The Virginia Department of Education released 2017 graduation rates on Wednesday for students who entered the ninth grade in 2013. The Department of Education said 91.1 percent of students statewide earned a Board of Education-approved diploma, compared to 91.3 percent in 2016.
On-time graduations in Waynesboro rose to 88.1 percent from 82.5 percent in 2016, Waynesboro Director of Instruction Sue Wright said, citing a summary report that the school district received Wednesday. The number on the Department of Education website, however, is 87.7 percent.
Dropouts fell from 7.3 percent to 3.98 percent, according to the report received by the Waynesboro Schools. The DOE website reports a 5.7 percent dropout rate for Waynesboro.
Improvement was noticeable in both on-time graduations and dropouts in Waynesboro.
“We’ve put a lot of effort into on-time graduation and decreasing the dropout rate,” Wright said.
She said committees at all six city schools are working to reduce absences by students.
“I credit the teachers and the administrators,” she said. “On-time graduation starts at the elementary school.”
The Augusta County Schools led the way for area school districts, reporting that 91.2 percent of the class of 2017 graduated on-time. The county had a dropout rate of 4.9 percent.
The Staunton Schools said 89 percent of those who entered the ninth grade in 2013 graduated on-time. One of the bright spots for Staunton was the 94 percent on-time graduation rate for economically disadvantaged students, the highest rate to date in Staunton. The school district reported a 7 percent dropout rate.
Administrators in the three school districts said they will not be satisfied until the on-time graduation rate is 100 percent. But they found good news in the information released Wednesday.
“We are pleased,” said Tina Kiracofe, the director of instruction and instructional technology for Augusta County Schools.
Graduation rates did vary, as they almost always do, between sexes, races and healthy students with a stable home life versus those with serious life challenges.
For instance, on-time rates for students with disabilities and homeless students — 78.4 and 53.8 percent, respectively — reflect the issues those pupils deal with.
“They have so many more obstacles to overcome,” Kiracofe said. “We are trying to reach all of those students.”

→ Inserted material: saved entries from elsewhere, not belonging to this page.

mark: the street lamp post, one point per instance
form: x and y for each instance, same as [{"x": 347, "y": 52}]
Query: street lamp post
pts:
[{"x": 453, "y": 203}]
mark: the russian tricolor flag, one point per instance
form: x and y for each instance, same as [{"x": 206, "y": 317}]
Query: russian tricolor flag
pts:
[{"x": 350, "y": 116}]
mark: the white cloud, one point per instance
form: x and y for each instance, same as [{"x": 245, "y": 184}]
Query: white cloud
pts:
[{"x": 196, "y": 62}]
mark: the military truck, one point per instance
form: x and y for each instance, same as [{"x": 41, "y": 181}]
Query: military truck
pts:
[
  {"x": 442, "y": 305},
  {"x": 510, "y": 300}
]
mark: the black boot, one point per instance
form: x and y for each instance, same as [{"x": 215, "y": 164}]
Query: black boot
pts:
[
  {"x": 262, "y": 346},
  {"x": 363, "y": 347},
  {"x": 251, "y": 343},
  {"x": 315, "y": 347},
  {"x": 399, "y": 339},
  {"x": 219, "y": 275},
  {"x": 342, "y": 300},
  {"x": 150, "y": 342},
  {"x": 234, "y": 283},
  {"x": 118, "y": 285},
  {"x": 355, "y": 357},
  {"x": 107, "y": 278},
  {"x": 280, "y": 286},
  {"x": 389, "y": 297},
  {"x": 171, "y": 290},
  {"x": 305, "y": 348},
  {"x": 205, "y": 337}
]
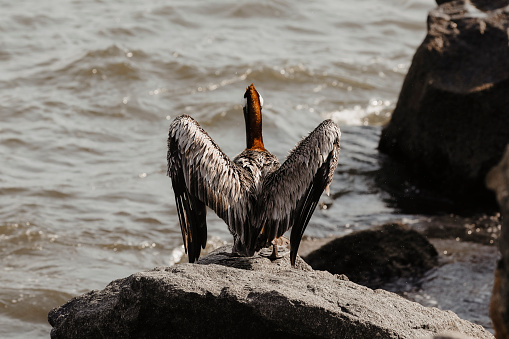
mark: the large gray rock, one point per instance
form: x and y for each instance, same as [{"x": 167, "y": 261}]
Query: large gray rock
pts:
[
  {"x": 450, "y": 125},
  {"x": 376, "y": 256},
  {"x": 268, "y": 300},
  {"x": 498, "y": 180}
]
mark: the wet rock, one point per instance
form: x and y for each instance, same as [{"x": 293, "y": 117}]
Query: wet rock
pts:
[
  {"x": 269, "y": 300},
  {"x": 376, "y": 256},
  {"x": 449, "y": 126},
  {"x": 498, "y": 180}
]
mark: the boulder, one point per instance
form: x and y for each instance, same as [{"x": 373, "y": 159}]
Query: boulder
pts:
[
  {"x": 261, "y": 299},
  {"x": 498, "y": 180},
  {"x": 376, "y": 256},
  {"x": 450, "y": 125}
]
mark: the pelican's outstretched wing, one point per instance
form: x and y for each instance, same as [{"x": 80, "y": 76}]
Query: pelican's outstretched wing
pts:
[
  {"x": 202, "y": 174},
  {"x": 290, "y": 194}
]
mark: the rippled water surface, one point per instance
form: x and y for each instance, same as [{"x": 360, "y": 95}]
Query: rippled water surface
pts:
[{"x": 89, "y": 88}]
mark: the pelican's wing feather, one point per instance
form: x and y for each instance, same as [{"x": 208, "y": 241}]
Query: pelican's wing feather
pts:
[
  {"x": 291, "y": 193},
  {"x": 202, "y": 175}
]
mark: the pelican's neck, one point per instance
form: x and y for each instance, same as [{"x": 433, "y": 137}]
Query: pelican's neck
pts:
[{"x": 253, "y": 118}]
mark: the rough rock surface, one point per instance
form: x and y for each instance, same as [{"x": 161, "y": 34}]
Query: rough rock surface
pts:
[
  {"x": 498, "y": 180},
  {"x": 375, "y": 256},
  {"x": 449, "y": 126},
  {"x": 268, "y": 300}
]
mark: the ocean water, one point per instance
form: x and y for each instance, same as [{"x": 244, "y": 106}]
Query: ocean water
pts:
[{"x": 88, "y": 90}]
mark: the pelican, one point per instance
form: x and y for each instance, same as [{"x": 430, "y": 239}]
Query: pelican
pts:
[{"x": 257, "y": 197}]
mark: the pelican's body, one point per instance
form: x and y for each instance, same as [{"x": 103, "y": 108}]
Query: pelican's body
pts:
[{"x": 257, "y": 197}]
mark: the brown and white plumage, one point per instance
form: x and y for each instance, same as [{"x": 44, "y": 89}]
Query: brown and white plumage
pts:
[{"x": 258, "y": 198}]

Kiracofe said the county school district attempts to intervene with students at risk of dropping out before the ninth grade. But she said student attendance and passing grades becomes paramount once a student enters high school.
“Every class must be passed. The ninth grade is where the rubber meets the road,” she said.

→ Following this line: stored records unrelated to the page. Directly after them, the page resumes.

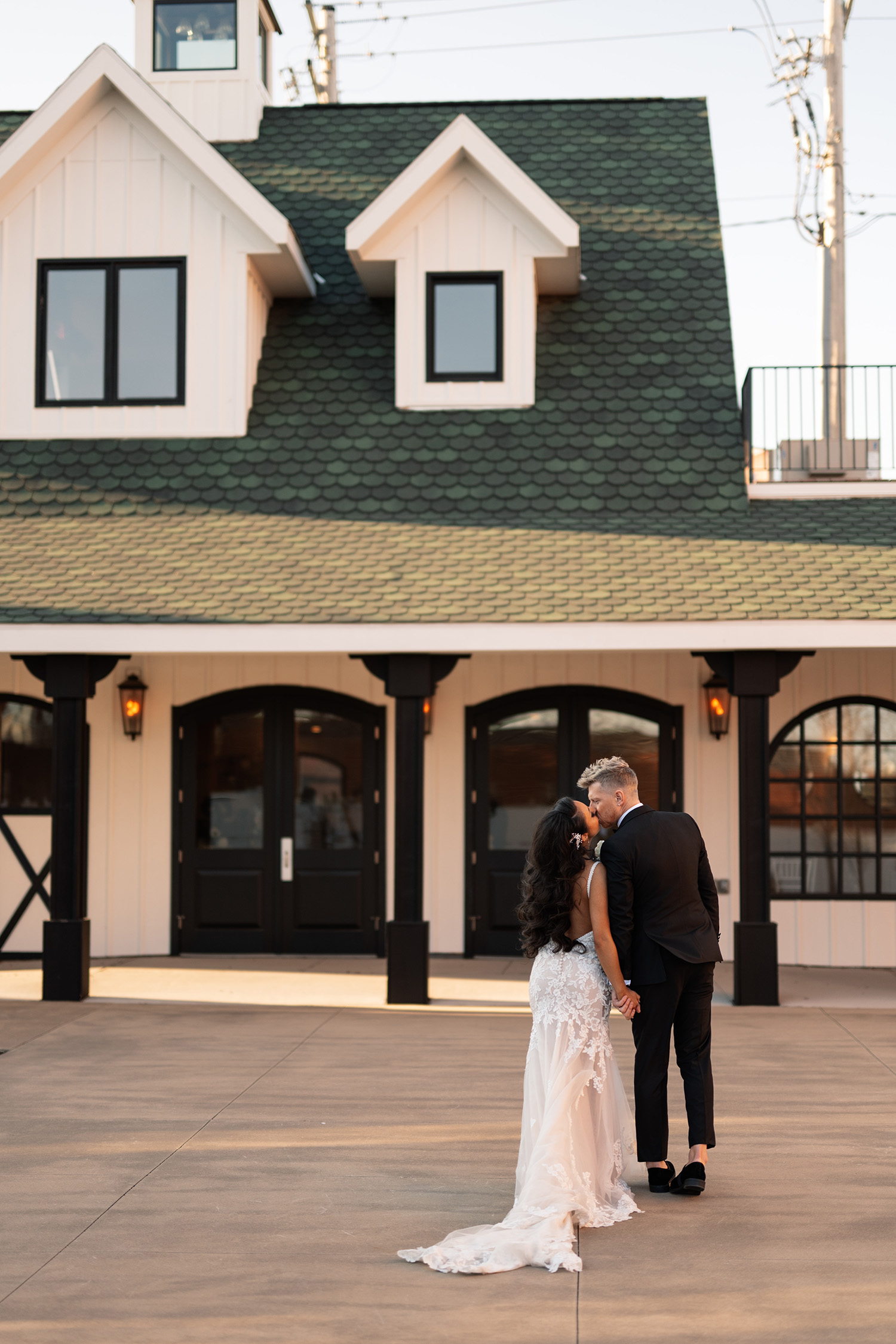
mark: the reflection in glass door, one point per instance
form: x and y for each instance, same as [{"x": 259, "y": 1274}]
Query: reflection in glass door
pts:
[
  {"x": 524, "y": 751},
  {"x": 278, "y": 823},
  {"x": 328, "y": 831},
  {"x": 226, "y": 863}
]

Stephanie Haskins, the director of assessment and school improvement in the Staunton Schools, said the school district is “proud of our recent graduates, who worked hard to meet an important life accomplishment. Staff at all of our schools celebrate the success of these students — from creating strong early learning foundations to exceeding the rigorous academic standards and requirements set by the state.
Wright of Waynesboro said on-time graduation may mean different things to different students.
“For some students it takes longer than four years, for some it takes less,” she said. Ultimately, Wright said the school district wants students prepared to walk into the workforce or into college when they leave high school.
Steve Staples, the superintendent of public instruction for Virginia, said the improvement for the commonwealth over the past decade is positive when it comes to graduation.
“When you look at the long-term trend for Virginia, you see a 10-point improvement in the graduation rate since 2008 as a result of a system-wide focus on keeping students in school and improving outcomes,” Staples said.